Attempt to attenuate electrical line noise at fixed frequencies, via spectrum interpolation

This command implements a spectrum interpolation approch to correcting certain types of line noise in EEG or other signals, following the approach described here.

Briefly, this approach works as follows:

  • obtain the amplitude spectrum via FFT

  • for fixed frequency windows, interpolate amplitude with mean of flanking regions

  • with phases unchanged, use Euler’s formula to obtain complex Fourier spectrum but with modified amplitudes

  • apply the inverse FFT to obtain a corrected time-domain signal

Parameters
Parameter Example Description
sig ${eeg} Specify which signals to apply this method to
f 20,40,60 One or more target frequencies to set to missing and interpolate
w 1,0.5 Bandwidth of noise and neighbour intervals
Output

No output, just modifies the internal signals.

Example

Here is one example recording with considerable line noise: the raw signal (left panel) for a single epoch, and the equivalent frequency spectrum up to 128 Hz (right panel). As well as line noise at 60 Hz, there are clear sub-harmonics at 4 Hz intervals, from which extend down into the regions typically considered of high physiological relevance for the sleep EEG, i.e. < 20 Hz.

img

Zooming into the <25 Hz range, here we see the mean PSD for the entire sample (in this case, hundreds of individuals, many of whom turn out to share the same signature of electrical line noise, as was evident when looking at the full sample-level spectra up to 128 Hz):

img

Although the impact on sample-level mean power in this frequency range is not extreme, in terms of individual differences, we see a clear and disturbing pattern, whereby the presence or absence of line-noise seems to drive clear spikes in the variance of power, and these seem to overwhelm physiological sources of between-individual variation. Naturally, this represents a rather large source of potential confounding.
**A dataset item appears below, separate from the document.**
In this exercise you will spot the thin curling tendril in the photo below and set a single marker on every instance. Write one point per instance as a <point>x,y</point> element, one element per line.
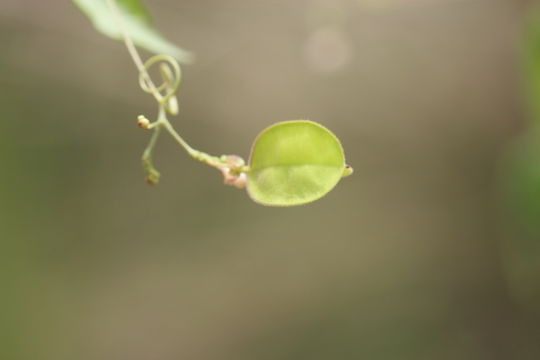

We can apply the LINE-DENOISE approach to this sample, as follows (showing here just targetted frequencies up to 24 Hz); (nb. normally, one would add other commands, e.g. PSD or WRITE out new EDFs after running LINE-DENOISE):

luna s.lst –s LINE-DENOISE sig=${eeg} f=4,8,12,16,20,24 w=1,0.5

Warning

In this particular case, we observed relatively clear fixed-frequency artifacts across many individuals: naturally, in different samples, different individuals (or different portions of the recording) may show different patterns, and so this simple, one-size-fits-all approach may not be optimal.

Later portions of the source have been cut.